Rafi's body would have to be pulled from where it was and swung like a sandbag to reach the line of descent. This would batter his corpse, and it seemed somehow to be immeasurably cruel. Alessandro put on his pack and climbed toward the line of retreat.
For the first time, the rock was not unpleasantly cold. The fissure was sheltered, and only occasionally did breezes run along its length and jump out again into the abyss. They lifted Alessandro's sweaty hair and cooled his head. He stopped twice, once to put on his hat, and once to take it off, and when he took it off he dropped it. It disappeared from sight only after it had fallen for a full minute.
When he reached the line of retreat, the sun and the angle of the rock allowed the enemy to see him moving far above them, and they wasted no time. Soon, hollow concussions echoed through the cirque, sending down torrents of loosened ice and snow. The Austrians were still using phosphorus shells that had been piled next to the guns the night before, and, when these burst, star-shaped tendrils of white smoke were lifted on the upwelling winds. The Italian side replied with a counter-barrage that faile
d to deter the Austrians from further shots, and made the mountains ring ever the more.

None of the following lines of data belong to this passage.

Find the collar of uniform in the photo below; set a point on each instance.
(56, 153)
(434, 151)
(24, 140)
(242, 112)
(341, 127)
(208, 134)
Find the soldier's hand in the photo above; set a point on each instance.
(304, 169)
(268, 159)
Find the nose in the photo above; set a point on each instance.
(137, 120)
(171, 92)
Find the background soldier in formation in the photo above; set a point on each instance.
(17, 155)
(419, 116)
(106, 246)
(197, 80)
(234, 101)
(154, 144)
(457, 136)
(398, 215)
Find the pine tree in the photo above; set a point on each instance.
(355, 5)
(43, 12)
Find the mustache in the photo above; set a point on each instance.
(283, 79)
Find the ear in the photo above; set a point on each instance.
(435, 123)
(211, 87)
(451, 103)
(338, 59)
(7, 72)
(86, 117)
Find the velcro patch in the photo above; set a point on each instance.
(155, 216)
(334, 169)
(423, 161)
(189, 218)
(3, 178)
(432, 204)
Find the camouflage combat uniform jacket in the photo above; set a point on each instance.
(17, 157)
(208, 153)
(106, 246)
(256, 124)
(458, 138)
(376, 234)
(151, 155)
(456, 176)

Under fire, Alessandro grew resolute, and the chest-vibrating concussions awakened him as nothing else could. The bolt at the head of the retreat line was solid. Two hundred meters below, almost out of sight, was a wide ledge. The way to abseil two hundred meters was to use a light cord that the Germans, and only the Germans, called a Reepschnur. Instead of doubling the abseil rope, one used this cord to pull it past the rappel ring on the bolt. The end of the rope was tied in a monkeys fist so it would not pass through the rappel ring, the cord tied around the rope between the monkeys fist and the ring. Pulling the lighter line would pull two hundred meters of the heavier rope through, if the lighter line didn't break with the weight and friction of the first unbalanced tugs. If it did, the only thing to do was to go back up, using prussik slings. Such a task on a two-hundred-meter line would take hours. Alessandro hoped that the cord would hold, but it was even lighter than he normally would have used, as it was all that had been available.

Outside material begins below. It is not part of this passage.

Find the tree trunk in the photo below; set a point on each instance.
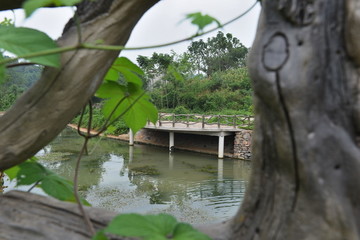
(306, 158)
(305, 69)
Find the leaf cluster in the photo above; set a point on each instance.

He passed the rope through a rappel ring that he set on the bolt with a runner, and when it was taut he pulled hard to bring Rafi off the ledge. Rafis traverse seemed to take all the time in the world. The body bounced against the rock face, twirled, and gathered speed. Alessandro leaned back, hanging out over space, to take the upward pull. The weight that passed underneath him, swinging to and fro, was the man Luciana had been going to marry.
The Austrians could not have known what this was, but they fired upon it, and although they didn't reach it, their shells exploded halfway up the wall as if to bar the way.
Alessandro lowered Rafi to the first ledge. He had to do it slowly, and he had to stop every few minutes lest the rappel ring heat so much from the friction that it burn through the rope.